Dave Sedgwick: Yeah. The last part of that question is a real challenge to figure out. Anecdotally, we know that there are still constraints for some of our operators to admit because of staffing constraints. As far as agency, that actually, as you look at it, provides another bit of tailwind for our operators in terms of their coverage because we’re still quite a ways off of our pre-pandemic agency usage. Portfolio-wide, before the pandemic, we were at about $1.50 on a per patient day basis for agency usage in the portfolio. And we still are a few dollars north of that. So, we have a ways to come down. And we’ve steadily seen that improve from last quarter to this quarter, agency in our portfolio decreased by about 8.5%. And we’re encouraged to see that, and we believe it’s part of the reason why we should expect occupancy and overall recovery to continue.

Juan Sanabria: The 8.5% was it year-over-year or sequential decline?

Dave Sedgwick: Sequential decline from last quarter from Q2 to Q3.
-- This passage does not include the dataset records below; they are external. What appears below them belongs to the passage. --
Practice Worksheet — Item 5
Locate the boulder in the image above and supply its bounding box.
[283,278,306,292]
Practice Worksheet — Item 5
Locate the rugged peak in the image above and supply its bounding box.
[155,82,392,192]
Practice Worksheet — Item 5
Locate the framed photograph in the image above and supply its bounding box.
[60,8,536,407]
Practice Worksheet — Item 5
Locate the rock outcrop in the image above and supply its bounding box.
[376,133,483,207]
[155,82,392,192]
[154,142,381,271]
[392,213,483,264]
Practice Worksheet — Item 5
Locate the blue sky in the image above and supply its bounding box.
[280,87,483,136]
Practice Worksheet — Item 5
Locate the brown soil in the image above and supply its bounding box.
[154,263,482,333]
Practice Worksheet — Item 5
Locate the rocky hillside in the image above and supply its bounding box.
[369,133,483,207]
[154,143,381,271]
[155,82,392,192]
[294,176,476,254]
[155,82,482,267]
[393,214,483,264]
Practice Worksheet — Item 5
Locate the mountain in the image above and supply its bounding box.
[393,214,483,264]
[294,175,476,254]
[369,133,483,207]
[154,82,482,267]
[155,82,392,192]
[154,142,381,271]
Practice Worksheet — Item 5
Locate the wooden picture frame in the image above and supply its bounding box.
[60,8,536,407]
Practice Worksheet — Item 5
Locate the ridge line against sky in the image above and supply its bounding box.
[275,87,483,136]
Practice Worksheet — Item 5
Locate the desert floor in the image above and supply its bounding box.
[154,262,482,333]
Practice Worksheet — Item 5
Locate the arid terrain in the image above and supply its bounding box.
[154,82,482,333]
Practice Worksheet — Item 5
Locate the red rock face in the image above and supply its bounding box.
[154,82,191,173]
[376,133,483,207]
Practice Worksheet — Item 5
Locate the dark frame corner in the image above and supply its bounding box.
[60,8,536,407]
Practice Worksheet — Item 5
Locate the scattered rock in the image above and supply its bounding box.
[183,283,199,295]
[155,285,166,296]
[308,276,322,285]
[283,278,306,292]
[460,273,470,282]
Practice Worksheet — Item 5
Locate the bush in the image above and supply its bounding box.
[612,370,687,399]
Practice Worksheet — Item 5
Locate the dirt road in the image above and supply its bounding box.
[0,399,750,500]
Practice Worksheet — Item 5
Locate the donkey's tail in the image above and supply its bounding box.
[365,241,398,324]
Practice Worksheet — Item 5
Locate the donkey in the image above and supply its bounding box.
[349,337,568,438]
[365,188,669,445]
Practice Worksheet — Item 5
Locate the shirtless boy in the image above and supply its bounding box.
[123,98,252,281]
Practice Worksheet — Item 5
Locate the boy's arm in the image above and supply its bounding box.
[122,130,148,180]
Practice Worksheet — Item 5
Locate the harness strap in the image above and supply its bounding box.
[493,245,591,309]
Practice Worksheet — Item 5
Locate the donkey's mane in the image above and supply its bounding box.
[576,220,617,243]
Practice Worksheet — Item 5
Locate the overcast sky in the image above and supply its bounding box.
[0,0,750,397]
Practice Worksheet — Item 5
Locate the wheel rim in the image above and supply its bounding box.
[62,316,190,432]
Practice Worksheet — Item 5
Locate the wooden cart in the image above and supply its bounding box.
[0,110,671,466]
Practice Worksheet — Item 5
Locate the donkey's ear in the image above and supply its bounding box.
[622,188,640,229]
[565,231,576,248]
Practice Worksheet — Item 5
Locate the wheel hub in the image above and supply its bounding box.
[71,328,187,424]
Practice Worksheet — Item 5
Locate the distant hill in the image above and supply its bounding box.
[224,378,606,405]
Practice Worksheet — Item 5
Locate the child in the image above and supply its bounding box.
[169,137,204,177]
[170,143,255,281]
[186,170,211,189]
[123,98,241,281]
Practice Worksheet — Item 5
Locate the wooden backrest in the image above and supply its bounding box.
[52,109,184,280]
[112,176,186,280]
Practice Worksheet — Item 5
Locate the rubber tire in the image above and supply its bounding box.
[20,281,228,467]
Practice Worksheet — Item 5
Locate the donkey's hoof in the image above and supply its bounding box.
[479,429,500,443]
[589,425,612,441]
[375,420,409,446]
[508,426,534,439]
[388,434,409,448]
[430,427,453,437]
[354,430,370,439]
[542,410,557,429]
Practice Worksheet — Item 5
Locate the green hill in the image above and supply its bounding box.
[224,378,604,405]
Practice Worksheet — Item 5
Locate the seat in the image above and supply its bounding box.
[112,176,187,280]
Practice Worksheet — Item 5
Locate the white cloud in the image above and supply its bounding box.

Juan Sanabria: And then just a follow-up, the rent that was booked in the third quarter for the 11 SNF portfolio, was that just to think from a modeling perspective, what — how much rent or NOI goes away?

Bill Wagner: Their annual rent is — their monthly rent is around $400,000.

Juan Sanabria: And all that was captured in the third quarter?

Bill Wagner: No, they did not pay 100% of contractual cash rent in Q3. They make up a small portion of the 2.5% that we did not collect.

Juan Sanabria: Okay.

Dave Sedgwick: Hey Juan, let me make a quick correction. The improvement in agency that I cited of 8.5% was actually from Q1 to Q2. We’re a little bit too early to talk about Q3.

Operator: And we’ll take our next question from Alex [indiscernible] with Baird.

Unidentified Analyst : Hello. Thank you for taking my question today. First one is on the types of the initial yields that CareTrust is seeing in the pipeline right now and then the expected stabilization rate?

Dave Sedgwick: Yes, what’s your question?

Unidentified Analyst : Just what are those yields specifically on the pipeline right now?